Leading loyalist David ‘Dee’ Stitt and four other men accused of taking part in an allegedly illegal protocol protest parade have been ordered to appear in court or face arrest.
With none of the five defendants nor their solicitor attending court last week, the judge declared: “Someone better show some interest in this case.”
As well as Stitt (51), from Lord Wardens Court in Bangor, the others charged are Mark Anderson (38), from Dunville Link in Holywood; Lee Paul Kennedy (33), from Upper Crescent in Comber; Louis Cowan (36), from Oakley Avenue in Holywood; and Edward James Shaw (45), from Carrowdore Gardens in Bangor.
The charge arises from a protest parade in the Kilcooley Estate in Bangor where dozens of protesters were lead on a parade by the North Down Defenders Flute band.
Stitt, a former UDA leader in North Down who is from Lord Wardens Court in Bangor, once described the band as “our homeland security”.
Just a few months ago, loyalist groups held numerous ‘pop-up protests’ over the protocol.

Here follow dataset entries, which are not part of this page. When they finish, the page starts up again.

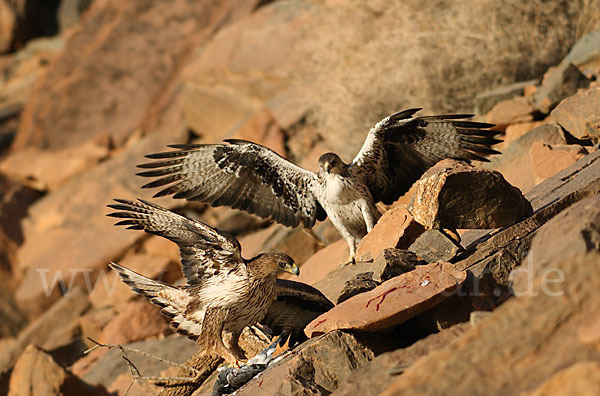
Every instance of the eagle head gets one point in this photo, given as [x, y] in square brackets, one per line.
[331, 163]
[275, 262]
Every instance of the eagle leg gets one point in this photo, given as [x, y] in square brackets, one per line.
[212, 334]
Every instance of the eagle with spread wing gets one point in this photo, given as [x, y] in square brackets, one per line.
[224, 291]
[250, 177]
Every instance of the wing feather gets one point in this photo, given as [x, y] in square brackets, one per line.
[204, 250]
[400, 148]
[240, 174]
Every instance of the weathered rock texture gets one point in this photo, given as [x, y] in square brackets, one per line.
[519, 352]
[393, 302]
[318, 367]
[453, 195]
[37, 374]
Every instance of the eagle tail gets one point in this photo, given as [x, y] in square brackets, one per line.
[172, 300]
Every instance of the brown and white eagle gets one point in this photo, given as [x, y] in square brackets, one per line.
[250, 177]
[224, 291]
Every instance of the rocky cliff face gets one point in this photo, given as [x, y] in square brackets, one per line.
[483, 279]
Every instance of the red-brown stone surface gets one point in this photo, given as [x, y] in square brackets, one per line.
[393, 302]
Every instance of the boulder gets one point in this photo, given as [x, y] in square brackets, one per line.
[111, 365]
[396, 228]
[393, 302]
[393, 262]
[454, 194]
[37, 374]
[435, 245]
[515, 162]
[485, 101]
[56, 327]
[510, 111]
[549, 159]
[582, 379]
[374, 377]
[318, 366]
[72, 217]
[137, 320]
[522, 354]
[579, 114]
[361, 283]
[490, 256]
[558, 83]
[76, 100]
[574, 231]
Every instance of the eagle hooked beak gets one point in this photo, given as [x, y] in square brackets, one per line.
[293, 269]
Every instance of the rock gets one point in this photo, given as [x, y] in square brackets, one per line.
[48, 331]
[579, 115]
[574, 231]
[76, 101]
[453, 194]
[111, 365]
[7, 26]
[50, 170]
[534, 352]
[393, 302]
[558, 83]
[497, 253]
[582, 378]
[393, 262]
[434, 245]
[334, 282]
[319, 265]
[486, 100]
[317, 367]
[515, 131]
[549, 159]
[72, 218]
[510, 111]
[361, 283]
[37, 374]
[138, 320]
[11, 319]
[242, 72]
[477, 317]
[374, 377]
[396, 228]
[515, 162]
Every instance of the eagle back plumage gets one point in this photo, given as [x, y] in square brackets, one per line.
[400, 148]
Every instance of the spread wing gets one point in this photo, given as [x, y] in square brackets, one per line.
[205, 252]
[242, 175]
[400, 148]
[297, 304]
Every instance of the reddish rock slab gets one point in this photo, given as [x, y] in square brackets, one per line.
[322, 263]
[549, 159]
[453, 194]
[579, 114]
[137, 321]
[37, 374]
[581, 379]
[515, 162]
[77, 101]
[510, 111]
[396, 228]
[393, 302]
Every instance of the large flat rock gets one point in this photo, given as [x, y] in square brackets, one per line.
[393, 302]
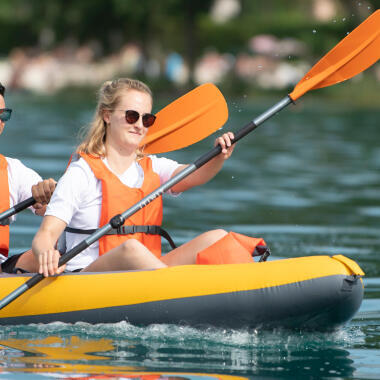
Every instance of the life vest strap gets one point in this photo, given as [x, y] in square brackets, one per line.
[127, 230]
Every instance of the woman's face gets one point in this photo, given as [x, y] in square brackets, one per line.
[120, 134]
[2, 105]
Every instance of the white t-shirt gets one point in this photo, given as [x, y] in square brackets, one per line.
[77, 200]
[20, 182]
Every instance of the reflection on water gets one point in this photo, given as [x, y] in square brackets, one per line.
[308, 182]
[80, 348]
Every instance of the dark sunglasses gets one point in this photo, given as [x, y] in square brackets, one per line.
[5, 114]
[148, 119]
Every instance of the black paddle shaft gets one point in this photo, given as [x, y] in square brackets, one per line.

But, under legislation, any parade has to be permitted by the Parades Commission.
In this instance, the charge alleges that Stitt and others “took part in a public procession in respect of which the requirements of Section 6 of the Public Processions (Northern Ireland) Act 1998 had not been satisfied.”
With the case adjourned until next month, the judge told Newtownards Magistrates Court that, on that upcoming date, all five men “will all appear in front of me or there will be arrest warrants”, warning that “their apparent disinterest will not be tolerated”.